Monday, September 13, 2010

BRAWL 101

No matter how much of a pacifist you are, as long as you frequent places with high crowds of people who are unusually excited, and thus most likely inebriated (people love getting high, or is it just me), you will likely witness a brawl over some trivial misconstrued affront. Ego, women and nature top the men’s list, and for women, the most common but least expressed reason is that the other woman is prettier, classier and usually younger: Incoming menopause can be a real female dog. So far, things are going great, who needs cable TV when you got live action and you decide you need to get a better look.
That’s one of the absolute donts of the Brawl 101. The reason is simple: Human beings are animals, thus travel in packs, are prone to herd mentality, and above all, love a good old fashioned thumping, especially if they are not on the receiving end. If you move closer, you will get caught up in some action you merely wished to watch, because the other pack members will always swoop in to help one of their own, resulting in the fight escalating, and due to your curiosity, legendary for killing cats, being caught up in it. Herd mentality makes everyone want a piece of the action, and good old fashioned thumping makes you a prime target with your attention else.
If, however you get in a brawl, here are a few rules of thumbs.
Stopping keeping rules of thumbs
This is not the time to be philosophical and when a fist is headed towards your mouth, that’s not the time to try out interpersonal skills. It could be bad for hygiene and doesn’t reveal your know-how on body language in such great light. Survival mode requires way lesser brains cells, which might explain why alcohol induces I-AM-JET-LI hallucinations (usually with catastrophic results), and the more the brain is left out of it, trust in reflex action and adrenaline, the better. You don’t want to be worrying about a P3 form as you punch someone’s face; takes all the fun out of it. Focus.
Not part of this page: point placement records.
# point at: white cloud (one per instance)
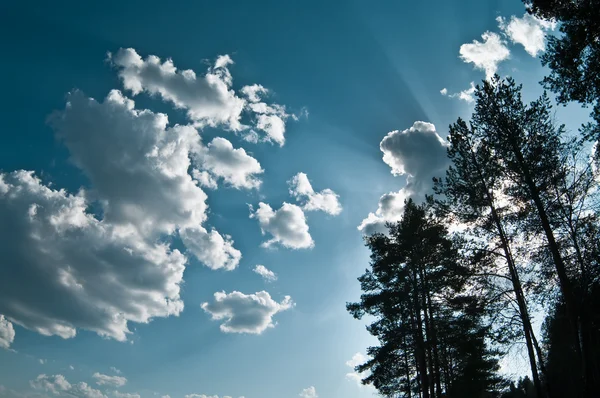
(274, 126)
(201, 396)
(100, 275)
(357, 359)
(254, 92)
(7, 332)
(266, 274)
(104, 272)
(309, 392)
(485, 55)
(205, 179)
(106, 380)
(326, 200)
(418, 153)
(216, 251)
(137, 165)
(119, 394)
(234, 165)
(245, 313)
(287, 225)
(59, 386)
(208, 99)
(528, 31)
(466, 95)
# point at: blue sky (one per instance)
(130, 221)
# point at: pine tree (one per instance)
(431, 331)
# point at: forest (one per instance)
(509, 234)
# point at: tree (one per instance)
(531, 148)
(471, 194)
(573, 57)
(431, 331)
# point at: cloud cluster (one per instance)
(287, 225)
(107, 380)
(265, 273)
(529, 31)
(106, 272)
(419, 154)
(245, 313)
(233, 165)
(326, 200)
(209, 99)
(7, 333)
(59, 386)
(104, 253)
(485, 55)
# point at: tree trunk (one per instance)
(514, 276)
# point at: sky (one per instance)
(184, 187)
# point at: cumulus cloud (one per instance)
(208, 99)
(485, 55)
(59, 386)
(204, 179)
(99, 275)
(7, 332)
(287, 225)
(528, 31)
(118, 394)
(138, 168)
(266, 273)
(111, 266)
(137, 165)
(467, 95)
(233, 165)
(245, 313)
(419, 154)
(309, 392)
(326, 200)
(216, 251)
(254, 92)
(106, 380)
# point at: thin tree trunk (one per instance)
(561, 271)
(514, 276)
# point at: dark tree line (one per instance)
(521, 197)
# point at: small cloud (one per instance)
(529, 31)
(287, 225)
(326, 200)
(485, 55)
(106, 380)
(309, 392)
(466, 95)
(267, 274)
(246, 313)
(7, 332)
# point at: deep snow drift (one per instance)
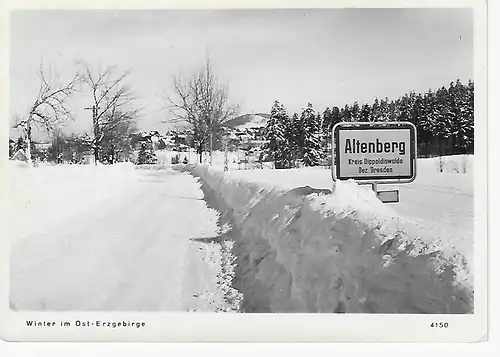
(341, 252)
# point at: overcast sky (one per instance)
(324, 56)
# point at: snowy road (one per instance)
(132, 252)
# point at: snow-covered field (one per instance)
(41, 197)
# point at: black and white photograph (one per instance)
(244, 161)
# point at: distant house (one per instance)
(19, 156)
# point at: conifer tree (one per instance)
(275, 133)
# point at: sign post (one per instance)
(375, 153)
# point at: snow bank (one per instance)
(306, 250)
(43, 196)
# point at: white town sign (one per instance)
(375, 152)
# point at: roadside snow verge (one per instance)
(309, 251)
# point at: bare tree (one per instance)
(202, 102)
(112, 103)
(50, 107)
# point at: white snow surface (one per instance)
(110, 238)
(41, 197)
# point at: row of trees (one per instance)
(113, 113)
(444, 119)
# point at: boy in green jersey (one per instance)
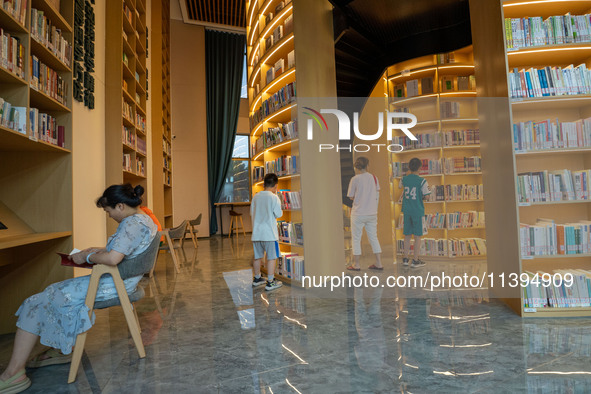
(415, 188)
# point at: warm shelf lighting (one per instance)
(276, 20)
(536, 2)
(255, 76)
(525, 50)
(279, 47)
(251, 13)
(413, 72)
(252, 33)
(253, 52)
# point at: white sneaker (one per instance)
(274, 285)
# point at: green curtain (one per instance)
(224, 57)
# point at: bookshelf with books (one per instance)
(161, 116)
(440, 91)
(538, 145)
(273, 35)
(126, 93)
(35, 149)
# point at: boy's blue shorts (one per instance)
(413, 225)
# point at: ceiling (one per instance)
(218, 12)
(370, 35)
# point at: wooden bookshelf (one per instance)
(36, 176)
(161, 115)
(126, 95)
(503, 162)
(429, 74)
(266, 49)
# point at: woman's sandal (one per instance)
(15, 384)
(49, 357)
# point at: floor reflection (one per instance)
(207, 331)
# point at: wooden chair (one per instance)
(192, 231)
(172, 234)
(234, 216)
(141, 264)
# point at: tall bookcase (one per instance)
(510, 155)
(440, 91)
(310, 182)
(35, 154)
(126, 93)
(160, 103)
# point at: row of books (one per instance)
(557, 185)
(275, 135)
(557, 339)
(278, 100)
(128, 136)
(546, 238)
(449, 165)
(454, 165)
(456, 192)
(447, 83)
(141, 146)
(536, 31)
(13, 117)
(16, 8)
(43, 30)
(284, 165)
(48, 81)
(166, 147)
(428, 167)
(449, 110)
(290, 199)
(44, 127)
(290, 265)
(279, 32)
(450, 221)
(452, 247)
(12, 53)
(562, 293)
(289, 232)
(140, 122)
(550, 81)
(551, 134)
(127, 111)
(258, 173)
(440, 139)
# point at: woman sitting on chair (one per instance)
(58, 314)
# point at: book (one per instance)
(427, 85)
(447, 83)
(288, 25)
(412, 88)
(270, 75)
(66, 262)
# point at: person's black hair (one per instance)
(117, 194)
(361, 163)
(270, 180)
(415, 164)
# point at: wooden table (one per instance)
(231, 205)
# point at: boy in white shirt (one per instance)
(364, 191)
(265, 209)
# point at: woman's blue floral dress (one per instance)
(59, 314)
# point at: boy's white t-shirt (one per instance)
(264, 211)
(364, 189)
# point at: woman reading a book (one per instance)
(58, 314)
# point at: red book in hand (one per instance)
(69, 263)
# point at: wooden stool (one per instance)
(234, 216)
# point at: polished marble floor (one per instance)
(206, 331)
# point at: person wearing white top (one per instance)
(265, 209)
(364, 191)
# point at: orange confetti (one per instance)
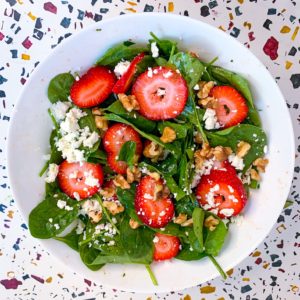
(295, 33)
(170, 7)
(31, 16)
(207, 289)
(285, 29)
(25, 56)
(288, 64)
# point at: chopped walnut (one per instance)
(153, 151)
(113, 207)
(133, 174)
(242, 149)
(221, 153)
(187, 223)
(180, 219)
(133, 224)
(254, 175)
(260, 164)
(205, 88)
(211, 223)
(121, 182)
(129, 102)
(101, 123)
(168, 135)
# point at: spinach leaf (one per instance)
(198, 219)
(71, 239)
(133, 117)
(253, 135)
(40, 218)
(59, 87)
(127, 152)
(120, 52)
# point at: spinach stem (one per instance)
(151, 274)
(107, 214)
(218, 267)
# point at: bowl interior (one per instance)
(31, 126)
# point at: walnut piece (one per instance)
(133, 224)
(242, 149)
(168, 135)
(153, 151)
(121, 182)
(205, 88)
(180, 219)
(129, 102)
(133, 174)
(260, 164)
(211, 223)
(113, 207)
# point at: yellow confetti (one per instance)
(131, 9)
(256, 254)
(285, 29)
(288, 64)
(229, 272)
(25, 56)
(31, 16)
(131, 3)
(170, 7)
(295, 33)
(207, 289)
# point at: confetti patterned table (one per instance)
(30, 29)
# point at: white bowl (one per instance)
(30, 128)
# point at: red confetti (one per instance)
(271, 47)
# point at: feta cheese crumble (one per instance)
(154, 50)
(52, 173)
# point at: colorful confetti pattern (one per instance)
(30, 29)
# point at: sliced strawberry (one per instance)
(161, 92)
(123, 84)
(165, 246)
(232, 108)
(222, 193)
(93, 87)
(79, 180)
(117, 135)
(153, 209)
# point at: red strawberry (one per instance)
(165, 246)
(80, 180)
(154, 210)
(232, 108)
(123, 84)
(113, 140)
(161, 92)
(93, 87)
(221, 192)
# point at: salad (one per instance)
(153, 155)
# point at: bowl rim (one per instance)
(172, 17)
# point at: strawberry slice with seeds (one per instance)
(161, 92)
(231, 108)
(153, 209)
(80, 180)
(222, 193)
(165, 246)
(93, 87)
(113, 141)
(123, 84)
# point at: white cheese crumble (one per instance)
(52, 173)
(59, 110)
(236, 161)
(121, 68)
(211, 121)
(154, 50)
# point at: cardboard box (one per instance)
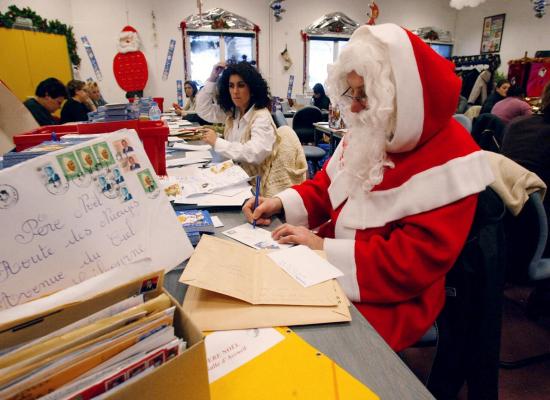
(185, 377)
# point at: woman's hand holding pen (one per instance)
(209, 136)
(290, 234)
(267, 206)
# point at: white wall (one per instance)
(522, 31)
(102, 20)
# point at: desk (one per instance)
(334, 134)
(354, 345)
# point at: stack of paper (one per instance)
(248, 285)
(94, 354)
(276, 363)
(223, 184)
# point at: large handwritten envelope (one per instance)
(247, 274)
(79, 212)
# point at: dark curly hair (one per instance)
(193, 85)
(259, 92)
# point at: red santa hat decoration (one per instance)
(130, 65)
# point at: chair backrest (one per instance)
(469, 326)
(487, 131)
(279, 118)
(302, 123)
(526, 237)
(464, 121)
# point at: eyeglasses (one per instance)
(361, 99)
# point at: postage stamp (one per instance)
(69, 165)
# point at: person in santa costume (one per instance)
(393, 206)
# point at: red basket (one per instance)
(153, 135)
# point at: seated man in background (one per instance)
(394, 205)
(512, 106)
(75, 108)
(527, 141)
(498, 94)
(49, 95)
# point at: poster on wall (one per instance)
(492, 33)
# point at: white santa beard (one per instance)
(365, 157)
(128, 42)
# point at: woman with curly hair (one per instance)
(250, 136)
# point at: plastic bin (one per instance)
(153, 135)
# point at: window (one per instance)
(207, 48)
(322, 52)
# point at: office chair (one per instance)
(302, 123)
(467, 331)
(279, 118)
(487, 131)
(526, 237)
(464, 121)
(314, 155)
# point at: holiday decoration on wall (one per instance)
(130, 65)
(287, 61)
(540, 7)
(373, 13)
(42, 25)
(277, 7)
(217, 20)
(91, 56)
(335, 22)
(459, 4)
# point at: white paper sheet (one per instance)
(216, 221)
(228, 350)
(257, 238)
(193, 147)
(305, 266)
(81, 211)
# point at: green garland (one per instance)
(42, 25)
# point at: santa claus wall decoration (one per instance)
(130, 65)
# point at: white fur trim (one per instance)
(295, 210)
(409, 95)
(341, 253)
(425, 191)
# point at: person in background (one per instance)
(498, 94)
(320, 99)
(250, 136)
(377, 207)
(94, 95)
(512, 106)
(190, 88)
(527, 141)
(75, 108)
(49, 95)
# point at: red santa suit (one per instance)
(396, 242)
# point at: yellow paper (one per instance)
(292, 369)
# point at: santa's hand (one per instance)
(216, 71)
(290, 234)
(209, 136)
(267, 206)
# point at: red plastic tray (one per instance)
(153, 135)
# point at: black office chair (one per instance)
(526, 237)
(487, 131)
(467, 332)
(279, 118)
(302, 123)
(314, 155)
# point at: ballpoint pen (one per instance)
(258, 181)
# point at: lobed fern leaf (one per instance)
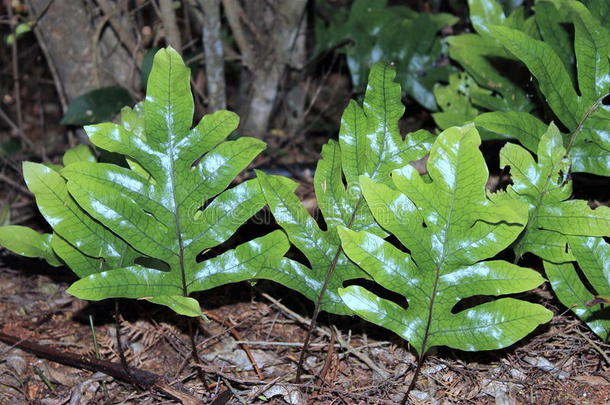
(560, 230)
(449, 228)
(370, 144)
(138, 232)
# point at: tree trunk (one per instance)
(266, 34)
(214, 55)
(79, 62)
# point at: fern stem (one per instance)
(316, 311)
(588, 113)
(420, 363)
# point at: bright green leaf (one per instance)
(80, 153)
(172, 204)
(545, 187)
(96, 106)
(27, 242)
(449, 227)
(522, 126)
(369, 144)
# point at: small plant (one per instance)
(449, 227)
(369, 144)
(572, 78)
(371, 32)
(572, 74)
(560, 230)
(137, 231)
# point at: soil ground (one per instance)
(353, 363)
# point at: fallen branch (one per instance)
(144, 379)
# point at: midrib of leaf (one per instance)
(585, 117)
(545, 189)
(172, 185)
(438, 268)
(333, 264)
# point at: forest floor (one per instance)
(350, 361)
(353, 363)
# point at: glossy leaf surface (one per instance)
(369, 144)
(172, 205)
(580, 109)
(545, 187)
(450, 228)
(27, 242)
(377, 33)
(96, 106)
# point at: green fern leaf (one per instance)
(172, 204)
(370, 144)
(449, 227)
(137, 232)
(545, 187)
(587, 119)
(377, 33)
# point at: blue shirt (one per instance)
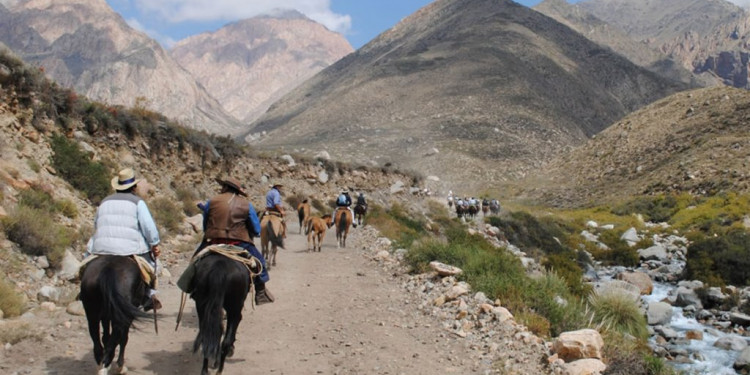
(273, 198)
(252, 218)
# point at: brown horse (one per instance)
(316, 231)
(343, 221)
(271, 230)
(303, 211)
(360, 211)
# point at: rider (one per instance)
(361, 200)
(274, 205)
(124, 226)
(229, 218)
(344, 200)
Don’t fight with an ugly person
The only way they could get attention on the playground was bullying and fighting, which means they are probably more experienced in ass-kicking than you. More importantly, they got nothing to lose.
Know thine enemy
You don’t want to fight a martial expert, you could probably make a career as a human punch bag, neither do you want to pick a fight with someone who has 20 friends, all of whom look like they eat your weekly food portions in one sitting. It goes without saying that if your opponent knows the bouncers or is bigger than you; it’s time to apply the next rule.
Know all points of exits
The reasons are varied; a fire, police raid, imagined alien abduction/invasion (matters what you took), a quick getaway. A brawl is not the time to be a hero. If things start to go south, scatter like points a scatter diagram.
And above all
Fight hard, fight like you mad, and fight dirty
This is not the time to be a gentleman, your being in a brawl takes care of that, and if it helps you to win, do it. Hit below belts and aim for the nipples, bite and scratch, swing a bottle and stab, shoot and blow away…. It’s been a rough week.